PITTSBURGH AIR RESERVE STATION, Pa. --        I am certain that many of you visit your dentist regularly and receive the lecture on brushing and flossing daily, but despite your good intent have failed to floss regularly. Now new clinical evidence gives you reason to try harder. 
       Recent studies in medical journals, like the Journal of the American Medical Association, link dental diseases such as periodontal (gum) disease to chronic cardiovascular disease.

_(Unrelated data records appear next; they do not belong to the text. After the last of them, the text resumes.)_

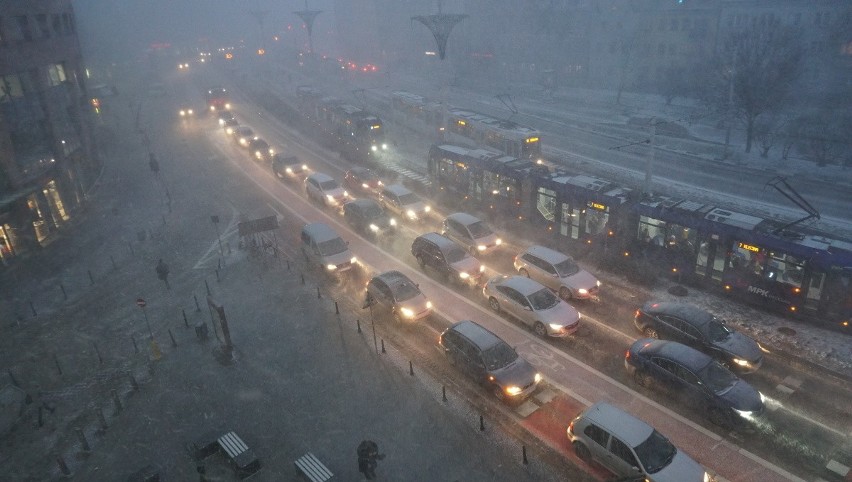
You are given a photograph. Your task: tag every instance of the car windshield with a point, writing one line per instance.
(655, 453)
(332, 246)
(408, 198)
(567, 268)
(717, 331)
(499, 356)
(405, 290)
(717, 378)
(479, 229)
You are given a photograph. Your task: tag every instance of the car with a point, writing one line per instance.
(690, 325)
(447, 259)
(399, 200)
(288, 167)
(361, 179)
(533, 304)
(558, 272)
(243, 135)
(397, 294)
(323, 189)
(259, 149)
(229, 126)
(471, 232)
(368, 217)
(630, 448)
(696, 378)
(489, 360)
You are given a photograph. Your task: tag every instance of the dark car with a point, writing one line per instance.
(361, 179)
(690, 325)
(695, 378)
(489, 360)
(447, 259)
(368, 217)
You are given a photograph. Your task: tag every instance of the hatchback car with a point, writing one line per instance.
(696, 378)
(558, 272)
(690, 325)
(289, 168)
(361, 179)
(447, 258)
(368, 217)
(323, 189)
(532, 303)
(396, 293)
(401, 201)
(629, 447)
(471, 232)
(489, 360)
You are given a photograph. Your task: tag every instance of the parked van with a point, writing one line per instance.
(470, 232)
(323, 247)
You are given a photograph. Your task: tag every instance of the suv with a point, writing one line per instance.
(396, 293)
(690, 325)
(323, 189)
(471, 232)
(489, 360)
(558, 272)
(629, 447)
(398, 199)
(447, 258)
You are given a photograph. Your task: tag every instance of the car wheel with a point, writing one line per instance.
(582, 452)
(643, 379)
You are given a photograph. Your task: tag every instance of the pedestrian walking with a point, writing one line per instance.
(163, 273)
(368, 457)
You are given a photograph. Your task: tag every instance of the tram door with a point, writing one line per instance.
(710, 261)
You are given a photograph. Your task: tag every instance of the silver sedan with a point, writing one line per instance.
(532, 303)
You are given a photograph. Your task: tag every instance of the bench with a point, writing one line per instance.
(309, 466)
(246, 463)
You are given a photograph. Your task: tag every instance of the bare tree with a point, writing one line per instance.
(753, 72)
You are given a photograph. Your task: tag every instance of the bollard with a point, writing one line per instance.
(82, 438)
(100, 413)
(100, 359)
(63, 467)
(116, 401)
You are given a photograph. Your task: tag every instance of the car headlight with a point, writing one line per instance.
(512, 390)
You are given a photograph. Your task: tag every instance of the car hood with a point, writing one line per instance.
(520, 372)
(681, 469)
(581, 279)
(561, 314)
(740, 346)
(744, 397)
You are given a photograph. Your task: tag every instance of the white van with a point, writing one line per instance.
(323, 247)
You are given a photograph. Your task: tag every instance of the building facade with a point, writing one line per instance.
(46, 155)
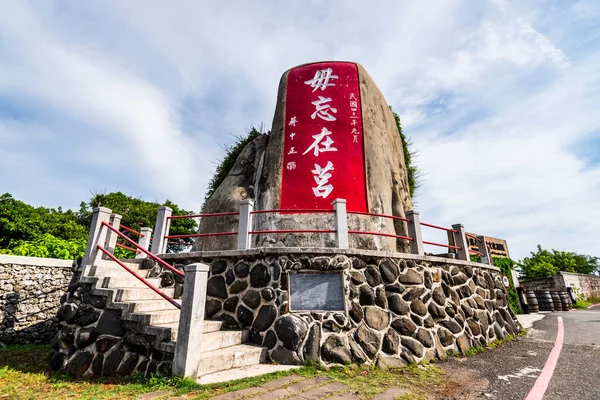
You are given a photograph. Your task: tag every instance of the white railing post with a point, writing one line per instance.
(341, 224)
(144, 241)
(191, 319)
(460, 240)
(111, 242)
(97, 234)
(482, 246)
(161, 229)
(414, 231)
(245, 224)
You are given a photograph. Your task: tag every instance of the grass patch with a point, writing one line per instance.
(25, 374)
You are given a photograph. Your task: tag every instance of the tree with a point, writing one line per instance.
(545, 263)
(409, 153)
(138, 213)
(20, 222)
(45, 232)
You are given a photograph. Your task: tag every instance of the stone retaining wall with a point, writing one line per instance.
(30, 291)
(400, 308)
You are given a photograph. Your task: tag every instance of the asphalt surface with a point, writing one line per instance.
(509, 371)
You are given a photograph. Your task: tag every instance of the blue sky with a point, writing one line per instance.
(500, 98)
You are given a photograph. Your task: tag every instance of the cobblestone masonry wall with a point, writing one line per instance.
(30, 291)
(583, 285)
(400, 310)
(102, 336)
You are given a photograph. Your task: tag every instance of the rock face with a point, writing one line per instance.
(257, 174)
(240, 184)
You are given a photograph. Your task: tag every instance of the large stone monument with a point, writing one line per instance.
(333, 136)
(299, 297)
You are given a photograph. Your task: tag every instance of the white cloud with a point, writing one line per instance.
(496, 95)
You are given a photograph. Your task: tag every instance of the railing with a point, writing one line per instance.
(104, 232)
(189, 334)
(149, 254)
(144, 281)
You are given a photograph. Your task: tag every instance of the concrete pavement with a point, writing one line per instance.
(510, 371)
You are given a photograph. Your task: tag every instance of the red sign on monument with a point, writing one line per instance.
(323, 155)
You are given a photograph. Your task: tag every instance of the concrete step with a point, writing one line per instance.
(134, 294)
(214, 341)
(163, 317)
(231, 357)
(243, 372)
(222, 339)
(147, 306)
(109, 267)
(129, 281)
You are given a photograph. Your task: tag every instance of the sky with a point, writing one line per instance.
(501, 100)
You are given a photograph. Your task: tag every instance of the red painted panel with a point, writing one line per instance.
(323, 155)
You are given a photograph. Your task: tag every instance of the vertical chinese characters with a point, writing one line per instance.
(323, 142)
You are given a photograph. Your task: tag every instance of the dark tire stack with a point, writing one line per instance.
(565, 300)
(532, 303)
(544, 300)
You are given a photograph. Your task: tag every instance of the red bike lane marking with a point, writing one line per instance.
(542, 382)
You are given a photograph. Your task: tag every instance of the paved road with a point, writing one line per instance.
(510, 371)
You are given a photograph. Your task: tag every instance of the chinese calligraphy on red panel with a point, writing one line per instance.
(323, 155)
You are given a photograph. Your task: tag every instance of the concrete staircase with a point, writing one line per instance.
(148, 315)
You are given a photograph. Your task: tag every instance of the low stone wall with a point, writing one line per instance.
(400, 307)
(30, 292)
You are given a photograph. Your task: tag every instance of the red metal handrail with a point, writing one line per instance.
(443, 245)
(200, 235)
(152, 256)
(204, 215)
(127, 247)
(382, 234)
(439, 227)
(132, 231)
(379, 215)
(288, 211)
(292, 231)
(132, 272)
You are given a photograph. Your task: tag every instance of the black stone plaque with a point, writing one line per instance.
(316, 292)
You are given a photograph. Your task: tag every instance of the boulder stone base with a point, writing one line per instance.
(399, 306)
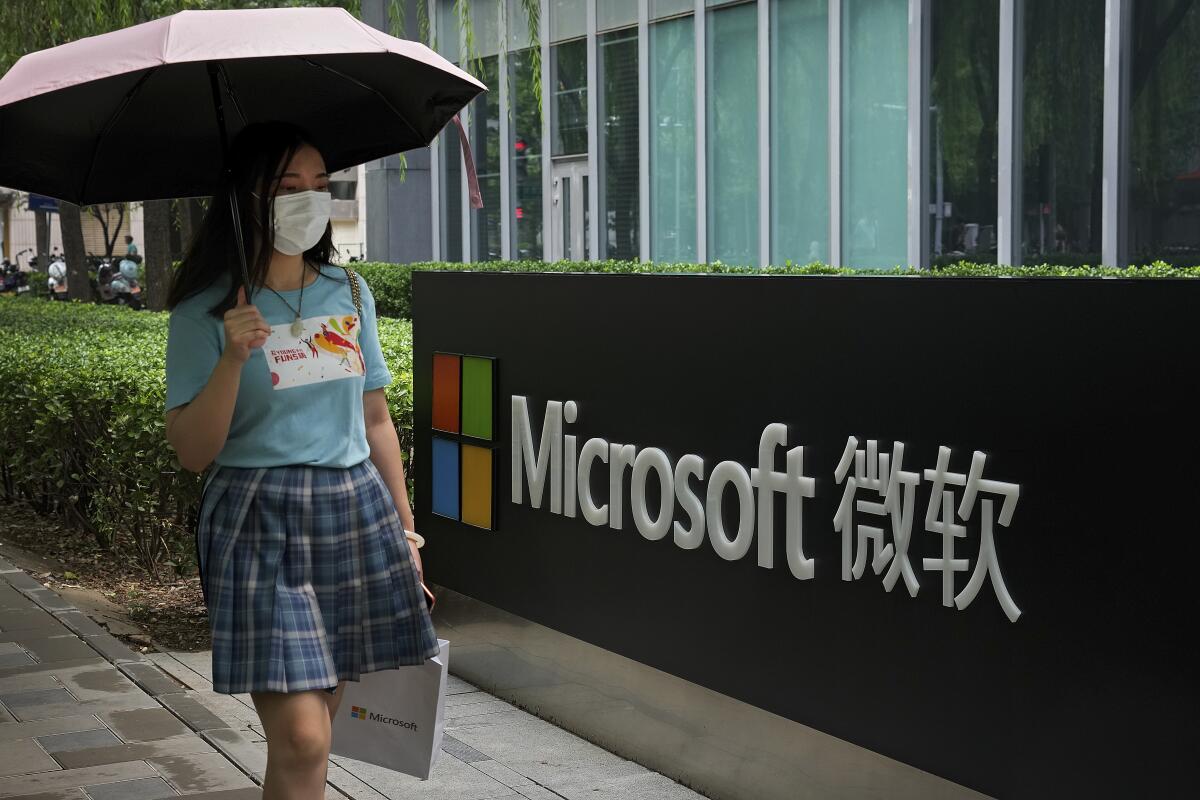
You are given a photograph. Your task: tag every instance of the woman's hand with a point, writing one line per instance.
(245, 330)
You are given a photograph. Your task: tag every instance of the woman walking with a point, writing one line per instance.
(309, 573)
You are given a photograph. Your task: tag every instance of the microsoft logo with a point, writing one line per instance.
(463, 464)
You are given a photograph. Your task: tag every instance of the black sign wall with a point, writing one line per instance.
(1080, 394)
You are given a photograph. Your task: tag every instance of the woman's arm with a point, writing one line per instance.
(385, 455)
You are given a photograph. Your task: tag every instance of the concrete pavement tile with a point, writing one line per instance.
(15, 731)
(461, 751)
(22, 757)
(60, 648)
(204, 773)
(112, 648)
(450, 780)
(64, 743)
(145, 725)
(22, 581)
(60, 780)
(189, 745)
(192, 711)
(15, 659)
(151, 679)
(48, 600)
(240, 750)
(147, 788)
(502, 773)
(79, 623)
(648, 786)
(28, 619)
(180, 672)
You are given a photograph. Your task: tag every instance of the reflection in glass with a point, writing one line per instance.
(526, 154)
(485, 137)
(618, 145)
(1063, 134)
(963, 119)
(799, 131)
(673, 140)
(1165, 133)
(732, 140)
(875, 133)
(569, 102)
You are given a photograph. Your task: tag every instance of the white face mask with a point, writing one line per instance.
(300, 220)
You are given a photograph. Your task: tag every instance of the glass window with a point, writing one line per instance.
(526, 152)
(451, 194)
(448, 31)
(799, 131)
(660, 8)
(1165, 133)
(485, 24)
(485, 128)
(732, 136)
(568, 19)
(569, 102)
(963, 134)
(673, 140)
(616, 13)
(1063, 136)
(875, 133)
(619, 199)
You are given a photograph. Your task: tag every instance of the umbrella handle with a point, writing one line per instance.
(477, 199)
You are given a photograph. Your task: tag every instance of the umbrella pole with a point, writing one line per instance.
(225, 164)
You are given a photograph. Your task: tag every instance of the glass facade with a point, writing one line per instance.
(1073, 191)
(963, 124)
(1164, 90)
(485, 137)
(525, 150)
(799, 131)
(619, 170)
(875, 133)
(1063, 133)
(569, 101)
(732, 137)
(672, 88)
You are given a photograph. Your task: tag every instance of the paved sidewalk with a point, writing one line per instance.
(83, 716)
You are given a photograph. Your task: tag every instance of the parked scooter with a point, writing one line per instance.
(58, 280)
(119, 286)
(15, 280)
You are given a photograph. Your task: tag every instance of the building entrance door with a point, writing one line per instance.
(570, 210)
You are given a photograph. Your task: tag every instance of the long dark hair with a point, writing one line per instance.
(256, 156)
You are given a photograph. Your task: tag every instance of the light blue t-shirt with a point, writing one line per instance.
(300, 398)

       Although mild periodontal disease like gingivitis affects 75 percent of the population, nearly 20 percent of the adults in the United States have the more severe form. It is this severe form that is implicated as an independent risk factor for cardiovascular disease placing those individuals at a three-fold increased risk.
       Periodontal disease is an infection caused by bacteria found in the dental plaque that forms on your teeth and gums. The more severe form, called periodontitis, can result in inflammation, bleeding gums and gradual loss of bone around your teeth. Left untreated these periodontal bacteria can travel throughout the blood stream and have been found in atherosclerotic plaques. Also, periodontal bacteria can cause the production of C-reactive protein, which is a predictor for heart attacks and strokes.

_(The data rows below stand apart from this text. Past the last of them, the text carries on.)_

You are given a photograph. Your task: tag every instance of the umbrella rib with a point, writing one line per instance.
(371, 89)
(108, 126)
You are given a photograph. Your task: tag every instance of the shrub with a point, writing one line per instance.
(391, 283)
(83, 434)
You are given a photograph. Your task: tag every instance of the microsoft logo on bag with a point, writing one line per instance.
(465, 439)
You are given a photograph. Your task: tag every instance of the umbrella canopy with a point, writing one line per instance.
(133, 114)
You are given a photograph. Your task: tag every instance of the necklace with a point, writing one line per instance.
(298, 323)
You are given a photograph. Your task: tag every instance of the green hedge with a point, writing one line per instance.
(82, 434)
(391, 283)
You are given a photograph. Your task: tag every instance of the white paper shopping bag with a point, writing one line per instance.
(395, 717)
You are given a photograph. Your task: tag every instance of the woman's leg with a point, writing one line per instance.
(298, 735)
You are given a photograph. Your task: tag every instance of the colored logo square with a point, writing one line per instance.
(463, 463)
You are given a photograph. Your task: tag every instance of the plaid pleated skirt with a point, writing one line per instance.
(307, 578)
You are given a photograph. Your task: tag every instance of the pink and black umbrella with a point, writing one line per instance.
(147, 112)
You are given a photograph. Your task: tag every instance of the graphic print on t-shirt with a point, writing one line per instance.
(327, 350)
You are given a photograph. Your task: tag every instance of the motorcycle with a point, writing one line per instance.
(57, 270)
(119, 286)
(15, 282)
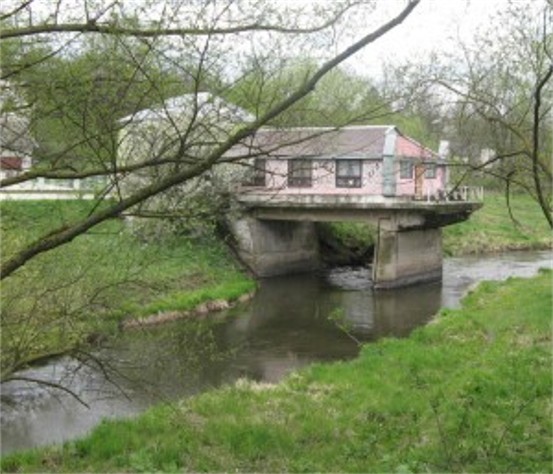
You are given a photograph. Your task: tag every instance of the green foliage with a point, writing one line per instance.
(88, 285)
(470, 392)
(491, 228)
(331, 104)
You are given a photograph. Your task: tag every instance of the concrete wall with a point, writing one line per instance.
(405, 257)
(271, 248)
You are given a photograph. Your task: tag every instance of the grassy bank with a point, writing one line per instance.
(470, 392)
(102, 277)
(491, 228)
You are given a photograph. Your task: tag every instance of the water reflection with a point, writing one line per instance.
(285, 327)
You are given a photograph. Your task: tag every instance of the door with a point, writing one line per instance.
(419, 180)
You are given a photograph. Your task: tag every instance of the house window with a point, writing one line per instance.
(300, 173)
(406, 170)
(259, 168)
(348, 173)
(430, 171)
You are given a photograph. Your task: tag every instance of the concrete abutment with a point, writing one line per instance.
(271, 248)
(406, 257)
(276, 239)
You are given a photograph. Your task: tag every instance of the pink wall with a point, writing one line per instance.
(324, 180)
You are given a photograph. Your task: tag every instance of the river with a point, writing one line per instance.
(290, 323)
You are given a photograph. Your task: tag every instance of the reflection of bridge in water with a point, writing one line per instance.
(276, 234)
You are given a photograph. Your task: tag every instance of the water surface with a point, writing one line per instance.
(288, 325)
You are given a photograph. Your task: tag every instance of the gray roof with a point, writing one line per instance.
(365, 141)
(357, 142)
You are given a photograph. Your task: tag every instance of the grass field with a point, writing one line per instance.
(92, 283)
(491, 228)
(470, 392)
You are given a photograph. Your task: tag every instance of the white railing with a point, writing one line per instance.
(459, 193)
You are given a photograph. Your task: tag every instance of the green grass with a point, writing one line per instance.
(470, 392)
(491, 229)
(90, 284)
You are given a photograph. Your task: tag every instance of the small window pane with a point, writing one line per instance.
(406, 170)
(299, 173)
(430, 172)
(348, 173)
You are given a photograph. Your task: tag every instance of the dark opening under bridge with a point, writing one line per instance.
(276, 234)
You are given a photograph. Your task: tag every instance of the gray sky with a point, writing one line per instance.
(434, 25)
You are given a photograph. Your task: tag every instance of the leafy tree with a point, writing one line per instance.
(502, 92)
(341, 97)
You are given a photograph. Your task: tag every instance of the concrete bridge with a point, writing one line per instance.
(276, 234)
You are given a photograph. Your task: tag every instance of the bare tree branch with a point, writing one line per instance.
(67, 234)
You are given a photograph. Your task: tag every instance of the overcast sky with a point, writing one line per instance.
(433, 25)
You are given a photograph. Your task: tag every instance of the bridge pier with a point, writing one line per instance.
(277, 236)
(406, 256)
(271, 248)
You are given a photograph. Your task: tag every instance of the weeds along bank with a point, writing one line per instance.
(90, 285)
(470, 392)
(490, 229)
(494, 229)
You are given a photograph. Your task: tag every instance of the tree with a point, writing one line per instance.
(501, 93)
(202, 32)
(341, 98)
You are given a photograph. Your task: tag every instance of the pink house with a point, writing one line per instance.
(365, 160)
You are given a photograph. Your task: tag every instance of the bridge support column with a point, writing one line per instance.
(271, 248)
(406, 256)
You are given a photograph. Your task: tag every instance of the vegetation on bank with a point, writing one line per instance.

       In a number of ways, then, periodontal bacteria can increase your risk of cardiovascular disease.
       The good news is that periodontal disease is treatable. Good oral hygiene on a daily basis, as well as regular visits to your dentist are the first steps in preventive maintenance. Also, by following the dentist’s recommendations if periodontal treatment is indicated, you can perhaps reduce your risk of cardiovascular disease. So, maybe flossing can save your life!

NOTE:  Dr. Linda S. Kelly is an Assistant Professor at the University of Pittsburgh, School of Dental Medicine, Pittsburgh, Pa.